Latent Dirichlet allocation is a density model for the data in a corpus. It
does not involve a “world” term that we wish to infer.
Exercise 20.2
The following description is the generative process for the plate notation in
Figure 20.6.
For each image indexed by \(i \in \{1, \ldots, I\}\) in a corpus:
Choose \(\DeclareMathOperator{\PoissonDist}
J_i \sim \PoissonDist(\xi)\).
Choose a \(M\)-dimensional part probability vector
\(\boldsymbol{\pi}_i\) from the distribution
\(\DeclareMathOperator{\DirDist}{Dir}
Pr(\boldsymbol{\pi}_i) = \DirDist_{\boldsymbol{\pi}_i}[\boldsymbol{\alpha}]\).

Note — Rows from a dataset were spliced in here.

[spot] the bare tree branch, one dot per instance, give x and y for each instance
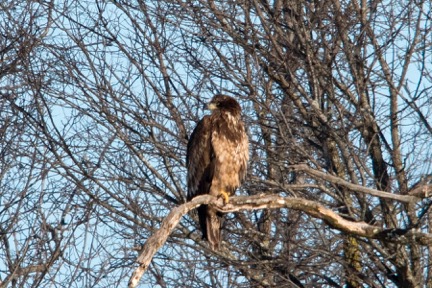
(238, 203)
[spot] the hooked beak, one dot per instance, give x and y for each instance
(211, 106)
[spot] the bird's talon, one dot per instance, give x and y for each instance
(225, 197)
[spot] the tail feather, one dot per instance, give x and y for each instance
(210, 222)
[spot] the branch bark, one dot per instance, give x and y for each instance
(237, 203)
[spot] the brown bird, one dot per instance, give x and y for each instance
(217, 157)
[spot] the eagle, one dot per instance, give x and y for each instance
(217, 158)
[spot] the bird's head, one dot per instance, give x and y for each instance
(224, 102)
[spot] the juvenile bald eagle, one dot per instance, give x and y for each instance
(217, 156)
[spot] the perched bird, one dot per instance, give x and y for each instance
(217, 157)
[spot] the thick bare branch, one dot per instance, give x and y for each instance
(238, 203)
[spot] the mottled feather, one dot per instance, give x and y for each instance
(217, 156)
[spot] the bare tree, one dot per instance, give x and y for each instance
(98, 100)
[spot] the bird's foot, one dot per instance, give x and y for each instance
(225, 196)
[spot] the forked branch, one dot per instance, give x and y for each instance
(237, 203)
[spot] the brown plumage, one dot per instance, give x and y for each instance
(217, 156)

For each visual word indexed by \(j \in \{1, \ldots, J_i\}\) in image
\(i\):
Choose a part \(p_{ij} \in \{1, \ldots, M\}\) from the distribution
\(\DeclareMathOperator{\CatDist}{Cat}
Pr(p_{ij}) = \CatDist_{p_{ij}}[\boldsymbol{\pi}_i]\).
Choose a visual word \(f_{ij} \in \{1, \ldots, K\}\) from the
distribution
\(Pr(f_{ij} \mid p_{ij}) =
\CatDist_{f_{ij}}[\boldsymbol{\lambda}_{p_{ij}}]\) where
\(Pr(\boldsymbol{\lambda}_m) =
\DirDist_{\boldsymbol{\lambda}_m}[\boldsymbol{\beta}]\).
The joint distribution for this generative process’ graphical model is
\[\begin{split}Pr(\boldsymbol{\pi}, \boldsymbol{\lambda}, \mathbf{p}, \mathbf{f} \mid
\boldsymbol{\alpha}, \boldsymbol{\beta})
&= Pr(\boldsymbol{\lambda} \mid \boldsymbol{\beta})
Pr(\boldsymbol{\pi} \mid \boldsymbol{\alpha})
Pr(\mathbf{p} \mid \boldsymbol{\pi})
Pr(\mathbf{f} \mid \mathbf{p}, \boldsymbol{\lambda})
& \quad & \text{(10.3)}\\
&= \prod_{m = 1}^M Pr(\boldsymbol{\lambda}_m \mid \boldsymbol{\beta})
\cdot
\prod_{i = 1}^I Pr(\boldsymbol{\pi}_i \mid \boldsymbol{\alpha})
\cdot
\prod_{i = 1}^I \prod_{j = 1}^{J_i} Pr(p_{ij} \mid \boldsymbol{\pi}_i)
\cdot
\prod_{i = 1}^I \prod_{j = 1}^{J_i}
Pr(f_{ij} \mid \boldsymbol{\lambda}_{p_{ij}})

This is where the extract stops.